In deciding how to eat, man must be guided by reason. We can see that
the abnormal states of hurry and worry produced by wrong thinking about
business and similar things have led us to form the habit of eating too
fast, and chewing too little. Reason tells us that food should be
chewed, and that the more thoroughly it is chewed the better it is
prepared for the chemistry of digestion. Furthermore, we can see that
the man who eats slowly and chews his food to a liquid, keeping his mind
on the process and giving it his undivided attention, will enjoy more of
the pleasure of taste than he who bolts his food with his mind on
something else. To eat in a perfectly healthy manner, man must
concentrate his attention on the act, with cheerful enjoyment and
confidence; he must taste his food, and he must reduce each mouthful to
a liquid before swallowing it.

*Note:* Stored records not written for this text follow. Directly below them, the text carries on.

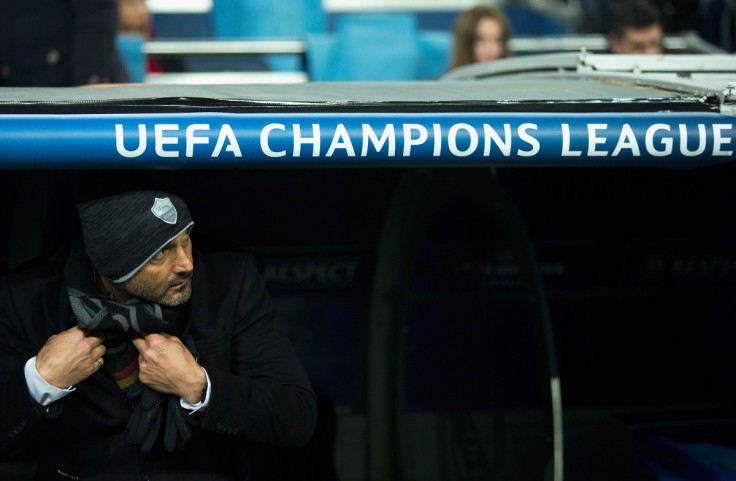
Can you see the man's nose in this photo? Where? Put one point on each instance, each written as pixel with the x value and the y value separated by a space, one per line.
pixel 183 262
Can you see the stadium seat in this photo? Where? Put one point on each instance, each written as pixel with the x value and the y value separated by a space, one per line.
pixel 130 48
pixel 267 19
pixel 366 46
pixel 435 48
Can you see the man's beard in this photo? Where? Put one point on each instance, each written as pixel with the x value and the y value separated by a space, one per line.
pixel 151 294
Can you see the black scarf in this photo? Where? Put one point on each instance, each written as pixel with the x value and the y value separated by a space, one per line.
pixel 96 311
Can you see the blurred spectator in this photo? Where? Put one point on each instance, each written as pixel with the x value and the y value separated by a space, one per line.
pixel 481 34
pixel 717 23
pixel 636 28
pixel 57 43
pixel 133 18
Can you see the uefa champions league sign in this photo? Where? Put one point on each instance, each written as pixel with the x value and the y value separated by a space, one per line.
pixel 359 139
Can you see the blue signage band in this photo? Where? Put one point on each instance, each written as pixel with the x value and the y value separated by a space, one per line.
pixel 219 140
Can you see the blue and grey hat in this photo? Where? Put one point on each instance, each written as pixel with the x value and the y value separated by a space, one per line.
pixel 123 232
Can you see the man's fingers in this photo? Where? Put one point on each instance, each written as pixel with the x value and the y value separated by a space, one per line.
pixel 139 343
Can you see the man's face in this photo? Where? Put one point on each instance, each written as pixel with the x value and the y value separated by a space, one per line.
pixel 167 278
pixel 646 40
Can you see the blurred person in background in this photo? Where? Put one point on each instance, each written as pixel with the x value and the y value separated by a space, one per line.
pixel 481 34
pixel 59 43
pixel 133 18
pixel 636 28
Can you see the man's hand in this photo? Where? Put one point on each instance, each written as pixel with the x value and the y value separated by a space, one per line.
pixel 167 366
pixel 70 357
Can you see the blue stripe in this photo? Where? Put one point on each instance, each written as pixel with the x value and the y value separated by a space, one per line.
pixel 357 139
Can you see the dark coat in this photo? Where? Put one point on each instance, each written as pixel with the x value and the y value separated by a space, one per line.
pixel 260 391
pixel 59 43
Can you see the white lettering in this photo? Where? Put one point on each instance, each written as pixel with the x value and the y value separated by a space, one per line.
pixel 566 152
pixel 683 141
pixel 649 141
pixel 161 140
pixel 299 140
pixel 264 140
pixel 191 139
pixel 341 140
pixel 227 133
pixel 594 140
pixel 503 145
pixel 452 140
pixel 119 137
pixel 627 140
pixel 718 140
pixel 437 140
pixel 528 139
pixel 409 141
pixel 386 136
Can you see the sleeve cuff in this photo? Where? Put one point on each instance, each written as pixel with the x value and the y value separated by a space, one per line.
pixel 41 391
pixel 203 403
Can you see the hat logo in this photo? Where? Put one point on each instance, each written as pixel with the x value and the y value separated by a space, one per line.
pixel 164 210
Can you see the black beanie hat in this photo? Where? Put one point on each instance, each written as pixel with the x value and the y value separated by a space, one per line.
pixel 123 232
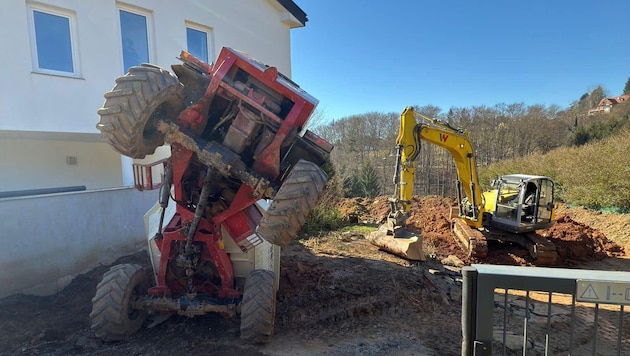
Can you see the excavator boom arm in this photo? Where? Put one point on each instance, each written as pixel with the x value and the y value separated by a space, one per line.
pixel 457 143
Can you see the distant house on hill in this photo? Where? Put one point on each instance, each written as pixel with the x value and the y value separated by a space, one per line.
pixel 607 103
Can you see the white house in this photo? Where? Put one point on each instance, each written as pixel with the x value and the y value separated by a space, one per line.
pixel 58 58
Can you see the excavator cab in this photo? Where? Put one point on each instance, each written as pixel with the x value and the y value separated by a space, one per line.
pixel 520 203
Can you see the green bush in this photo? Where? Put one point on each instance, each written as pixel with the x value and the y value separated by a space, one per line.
pixel 323 218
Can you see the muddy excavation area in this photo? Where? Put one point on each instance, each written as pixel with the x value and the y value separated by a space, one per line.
pixel 338 295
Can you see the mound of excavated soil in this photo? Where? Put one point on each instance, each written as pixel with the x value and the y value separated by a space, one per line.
pixel 575 242
pixel 338 295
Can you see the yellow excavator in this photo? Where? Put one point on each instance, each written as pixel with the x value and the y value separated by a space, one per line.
pixel 512 211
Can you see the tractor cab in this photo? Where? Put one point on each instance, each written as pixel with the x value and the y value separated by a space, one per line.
pixel 521 203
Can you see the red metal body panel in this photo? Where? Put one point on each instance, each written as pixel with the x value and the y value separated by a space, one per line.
pixel 234 76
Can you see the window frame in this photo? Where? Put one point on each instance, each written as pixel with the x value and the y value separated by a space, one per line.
pixel 148 15
pixel 74 39
pixel 209 37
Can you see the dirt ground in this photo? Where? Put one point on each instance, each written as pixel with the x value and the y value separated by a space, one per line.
pixel 338 294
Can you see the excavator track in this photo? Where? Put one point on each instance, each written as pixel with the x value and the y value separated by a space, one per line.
pixel 475 242
pixel 471 240
pixel 541 250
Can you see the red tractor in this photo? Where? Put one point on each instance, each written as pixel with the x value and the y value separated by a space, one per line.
pixel 243 175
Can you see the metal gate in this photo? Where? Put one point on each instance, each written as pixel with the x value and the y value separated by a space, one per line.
pixel 509 310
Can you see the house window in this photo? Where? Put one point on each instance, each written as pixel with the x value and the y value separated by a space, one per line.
pixel 197 42
pixel 135 38
pixel 53 44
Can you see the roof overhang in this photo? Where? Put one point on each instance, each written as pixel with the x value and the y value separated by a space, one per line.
pixel 292 14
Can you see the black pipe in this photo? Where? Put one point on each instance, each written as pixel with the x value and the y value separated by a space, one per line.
pixel 28 192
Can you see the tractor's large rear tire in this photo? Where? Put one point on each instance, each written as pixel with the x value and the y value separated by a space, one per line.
pixel 293 203
pixel 258 309
pixel 112 316
pixel 132 109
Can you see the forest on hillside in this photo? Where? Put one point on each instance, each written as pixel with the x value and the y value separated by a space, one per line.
pixel 507 138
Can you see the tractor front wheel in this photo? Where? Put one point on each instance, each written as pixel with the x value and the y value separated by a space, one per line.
pixel 258 309
pixel 293 203
pixel 112 316
pixel 129 116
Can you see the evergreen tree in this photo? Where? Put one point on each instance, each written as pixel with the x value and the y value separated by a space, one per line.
pixel 352 187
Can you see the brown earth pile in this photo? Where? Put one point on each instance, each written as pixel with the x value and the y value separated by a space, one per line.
pixel 575 242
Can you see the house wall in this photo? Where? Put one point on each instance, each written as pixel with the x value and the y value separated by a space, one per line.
pixel 40 102
pixel 44 103
pixel 46 118
pixel 47 240
pixel 30 163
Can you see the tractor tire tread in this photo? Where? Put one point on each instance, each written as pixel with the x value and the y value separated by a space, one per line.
pixel 127 119
pixel 293 203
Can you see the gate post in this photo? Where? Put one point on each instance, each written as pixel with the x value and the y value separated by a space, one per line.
pixel 469 310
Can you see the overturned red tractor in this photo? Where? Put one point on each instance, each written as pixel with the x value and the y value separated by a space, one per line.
pixel 243 175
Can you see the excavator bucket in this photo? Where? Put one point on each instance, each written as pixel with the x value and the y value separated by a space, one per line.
pixel 404 243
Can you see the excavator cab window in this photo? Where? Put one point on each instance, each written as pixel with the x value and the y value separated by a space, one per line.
pixel 545 201
pixel 507 200
pixel 528 212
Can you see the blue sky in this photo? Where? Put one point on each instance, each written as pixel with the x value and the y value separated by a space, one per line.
pixel 360 56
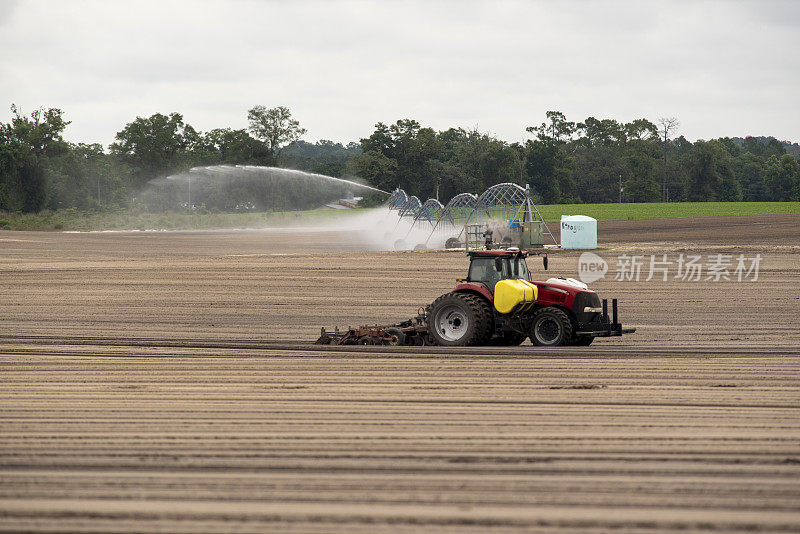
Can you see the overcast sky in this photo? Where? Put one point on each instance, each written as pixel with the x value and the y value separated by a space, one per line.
pixel 722 68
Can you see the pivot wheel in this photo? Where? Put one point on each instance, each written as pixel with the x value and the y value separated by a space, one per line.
pixel 460 319
pixel 551 327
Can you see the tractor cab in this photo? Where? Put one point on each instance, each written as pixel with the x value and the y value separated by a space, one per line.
pixel 490 266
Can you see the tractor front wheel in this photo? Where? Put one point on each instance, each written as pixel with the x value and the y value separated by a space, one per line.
pixel 460 319
pixel 551 327
pixel 396 337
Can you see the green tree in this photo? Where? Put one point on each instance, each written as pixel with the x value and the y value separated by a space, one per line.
pixel 710 174
pixel 237 147
pixel 782 178
pixel 275 127
pixel 26 143
pixel 155 146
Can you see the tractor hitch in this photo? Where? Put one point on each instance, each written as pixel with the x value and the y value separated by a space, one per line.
pixel 605 326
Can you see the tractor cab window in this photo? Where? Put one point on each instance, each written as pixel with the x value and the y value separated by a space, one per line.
pixel 486 270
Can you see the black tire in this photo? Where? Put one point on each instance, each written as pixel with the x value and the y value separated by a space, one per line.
pixel 396 337
pixel 551 327
pixel 460 319
pixel 582 341
pixel 510 339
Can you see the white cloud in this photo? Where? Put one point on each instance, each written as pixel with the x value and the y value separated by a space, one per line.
pixel 723 68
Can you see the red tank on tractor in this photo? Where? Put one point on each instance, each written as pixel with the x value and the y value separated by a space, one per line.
pixel 499 304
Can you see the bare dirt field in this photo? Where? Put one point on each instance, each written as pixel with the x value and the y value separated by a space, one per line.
pixel 165 382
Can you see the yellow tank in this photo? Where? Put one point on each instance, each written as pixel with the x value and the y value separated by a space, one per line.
pixel 511 295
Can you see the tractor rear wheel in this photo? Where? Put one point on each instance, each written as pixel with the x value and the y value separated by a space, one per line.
pixel 551 327
pixel 460 319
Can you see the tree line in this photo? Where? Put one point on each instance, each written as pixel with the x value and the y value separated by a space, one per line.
pixel 596 160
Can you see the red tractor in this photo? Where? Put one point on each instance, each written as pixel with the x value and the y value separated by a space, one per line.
pixel 499 304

The foregoing instructions, if followed,
make the function of eating completely perfect; nothing can be added as
to what, when, and how.

In the matter of how much to eat, man must be guided by the same inward
intelligence, or Principle of Health, which tells him when food is
wanted. He must stop eating in the moment that he feels hunger abating;
he must not eat beyond this point to gratify taste. If he ceases to eat
in the instant that the inward demand for food ceases, he will never
overeat; and the function of supplying the body with food will be
performed in a perfectly healthy manner.

The matter of eating naturally is a very simple one; there is nothing in
all the foregoing that cannot be easily practiced by any one. This
method, put in practice, will infallibly result in perfect digestion and
assimilation; and all anxiety and careful thought concerning the matter
can at once be dropped from the mind. Whenever you have an earned
hunger, eat with thankfulness what is set before you, chewing each
mouthful to a liquid, and stopping when you feel the edge taken from
your hunger.

The importance of the mental attitude is sufficient to justify an
additional word. While you are eating, as at all other times, think only
of healthy conditions and normal functioning. Enjoy what you eat; if you
carry on a conversation at the table, talk of the goodness of the food,
and of the pleasure it is giving you. Never mention that you dislike
this or that; speak only of those things which you like. Never discuss
the wholesomeness or unwholesomeness of foods; never mention or think of
unwholesomeness at all. If there is anything on the table for which you
do not care, pass it by in silence, or with a word of commendation;
never criticise or object to anything. Eat your food with gladness and
with singleness of heart, praising God and giving thanks. Let your
watchword be perseverance; whenever you fall into the old way of hasty
eating, or of wrong thought and speech, bring yourself up short and
begin again.

It is of the most vital importance to you that you should be a
self-controlling and self-directing person; and you can never hope to
become so unless you can master yourself in so simple and fundamental a
matter as the manner and method of your eating. If you cannot control
yourself in this, you cannot control yourself in anything that will be
worth while. On the other hand, if you carry out the foregoing
instructions, you may rest in the assurance that in so far as right
thinking and right eating are concerned you are living in a perfectly
scientific way; and you may also be assured that if you practice what is
prescribed in the following chapters you will quickly build your body
into a condition of perfect health.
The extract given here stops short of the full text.